Review: Quang Kien Van - Lunar Shadows - Rich Mix
Performance reviewed: Sunday 4 December
Personal identity is an elusive, tricky, ever-evolving attribute. The ‘me’ of your early twenties will almost certainly have a different body, different opinions and a different value system to the ‘me’ of your late forties. The narrative of your life, even if only a footnote in a grander history, will sculpt your identity in surprising ways.
Quang Kien Van’s Lunar Shadows, a spirited attempt to encapsulate the vastness and turbulent evolution of a personal identity – to even match the grandness of the word ‘identity’ – does not, unfortunately, achieve much more than confusion.
Lunar Shadows eschews conventional narrative, beginning in outer space before converging on a psychiatric hospital in the Las Vegas desert. The link between the two settings is never made explicit. Lunar Shadows is described as an ‘unruly’ marriage of two earlier short pieces, Lunar Orbits and Patient 319, and though there is doubtless some broad perspective in the mind of the choreographer than sees both these pieces as two joined points on the same horizon, the audience is never party to the view.

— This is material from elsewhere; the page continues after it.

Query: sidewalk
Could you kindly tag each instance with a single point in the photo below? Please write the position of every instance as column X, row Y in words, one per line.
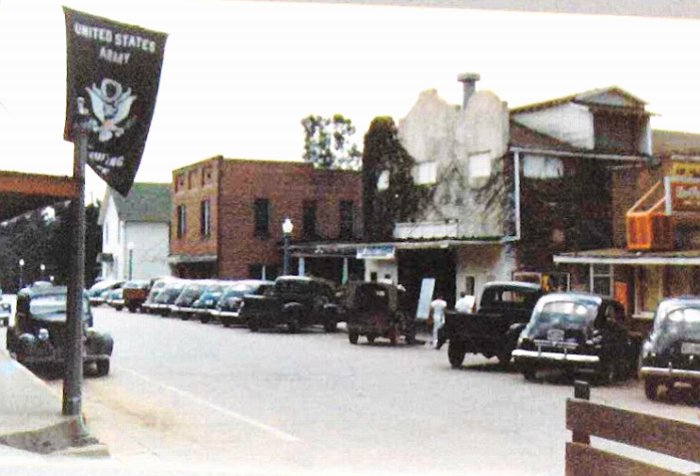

The Lunar Orbits section of Lunar Shadows is a ghostly, languid dance of alien limbs in empty space, which sees a trio of dancers – Laura Lorenzi, Daniel Phung and Rachele Rapisardi – explore the limits of their bodies to a suitably galactic original score by Philip Feeney. Thought not without a certain cold attractiveness, this section has the sort of super-serious sense of its own artistry that is irresistibly similar to the scene in American Beauty, where Ricky shows Jane a video of a plastic bag ‘dancing’ with him – and indeed has a fair bit of similarity to this scene in terms of energy and movement. The dancers do a creditable job, and Rapisardi is a particularly striking spectre of the void, but it overall fails to impress.
The Patient 319 section is appended abruptly onto the space dance. Lorenzi, Phung and Rapisardi change from plain khaki into neon metallic disco wear, and the audience are suddenly facing what looks like a group of nu-rave circus clowns. (Costume designer Ruta Irbite must have had a great deal of fun with this section.) What follows is less anarchic and more simply puzzling.
A voiceover tells the story of Patient 319, who was born in Saigon in 1976 and, along with his parents, two distant cousins and four hundred or so other strangers, escaped Vietnam for England (specifically, Peckham, South East London) as one of the Vietnamese boat people. The story picks up again thirty years later, as Patient 319 – real name unknown – is found in a state of religious ecstasy on the floorboard’s of Nevada’s Church of Christ, before being taken to a psychiatric hospital. The voiceover continues to explore the possibilities of Patient 319’s true identity.
For the duration of the voiceover, and in the breaks between the spoken narrative, Quang, Lorenzi, Phung and Rapisardi perform a series of motif-like pieces that are startling only in their blandness. A few images do stand out: Lorenzi leads a fresh and lively disco duel, firstly with Phung and then with Quang; Lorenzi piles cardboard boxes full of psychiatric notes in front of a seated Quang, symbolising a bureaucratic obliteration of the individual, later smashed to pieces by Lorenzi with a baseball bat and a screaming fury. Unlike the opening section, the story of Patient 319 and the physical stories it generates is quite often funny, suggesting that Quang has a promisingly broad range. But as a whole feels messy and scraggly.
In an interview with Seeing Dance, Quang describes the unusual narrative of Lunar Shadows as being ‘more in the style of poetry rather than prose’. It is clear that the occasionally surprising and thought-provoking images that emerge from the general dance palaver have the lyrically insistent, syntactically unconventional quality of poetry, but their attachment to the straight prose of the voiceover makes the Patient 319 section feel disjointed. Quang has bold ideas and an eye for curious, provocative details, but it is frustratingly as if Lunar Shadows is not yet finished, and that its true potential can only be realised after quite a lot of dead matter has been pumiced away.
Ka Bradley is a writer and editor based in London. Her reviews have appeared in Exeunt, The Stage and londondance.com. Her fiction has appeared in Granta, Catapult, The Offing, Minor Literature[s] and Somesuch Stories.